* * *
Задует надолго и стылое небо уныло зависнет:
Тоскливо и муторно. Грустно и зябко. И ныне и присно.
На улицах пусто, всё вымело напрочь – людей нет в помине.
Дома в темноте – как ненужные стены в промёрзшем камине.
Что делать и кто виноват, что уже не твоё время года?
Оставь: против ветра не надо прикуривать. Ну и погода!
Тут осень – не сон, осень – анабиоз. Без особой надежды:
От тёмных зонтов, от приподнятых воротов тёплой одежды.
Здесь ветер из дыма горазд сигареты вытягивать жилы.
Вверху, на балконах, как скифские бабы, стоят старожилы.
Из города выбраться: вряд ли. Невнятицей город обманет
Проулков невинных, обманных обводных каналов в тумане,
Околиц, последних дворов, где последние света форпосты.
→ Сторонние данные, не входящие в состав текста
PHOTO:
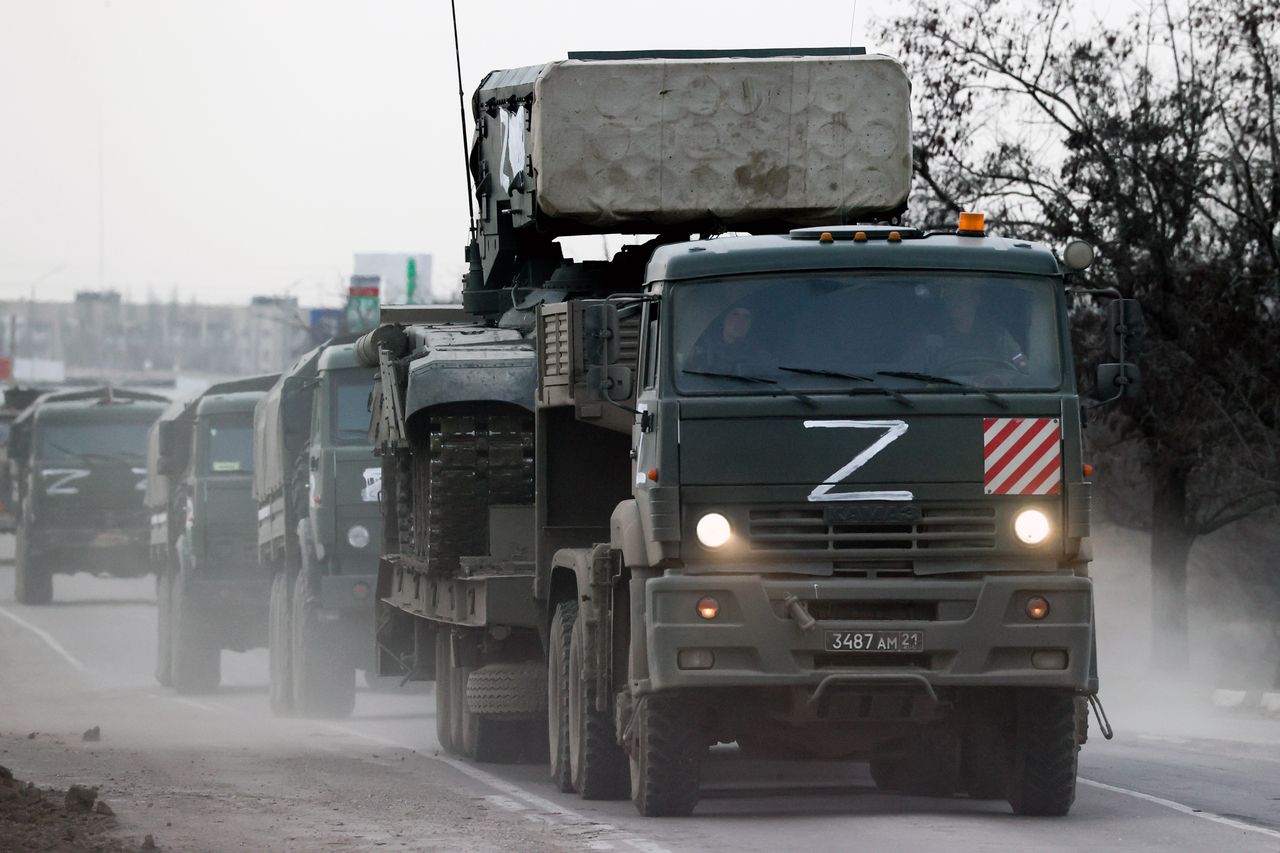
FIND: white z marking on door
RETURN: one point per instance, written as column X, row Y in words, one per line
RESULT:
column 894, row 429
column 62, row 479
В местах собиранья даров – лишь свежеют порывы норд-оста.
Лишь свешены головы яблок, лишь яблони старой сутулость –
Где осень осин на дворах о заветных дарах заикнулась.
Подавно в дома снесено всё, что семо-овамо родимо.
Закрытое злеет вино – так темно за окном, нелюдимо.
Здесь осень – качание сосен в вечерних пустых верхотурах.
Погром собирается (оземь!): с тоскливою злобой натуры
По сферам шаром покатило – что пьяный сосед над тобою.
Ума же хватило: всё в куб возвести – и катать с перепою.
И рёвом реветь, колотя что попало под грохот и взрывы.
Последний драть холст. Диким оком взирать – из сиянья разрыва.
И ты не поймёшь, колготясь в комнатушке, над стылой пустыней:
Что это – огромно, стозевно – каталось по неба холстине?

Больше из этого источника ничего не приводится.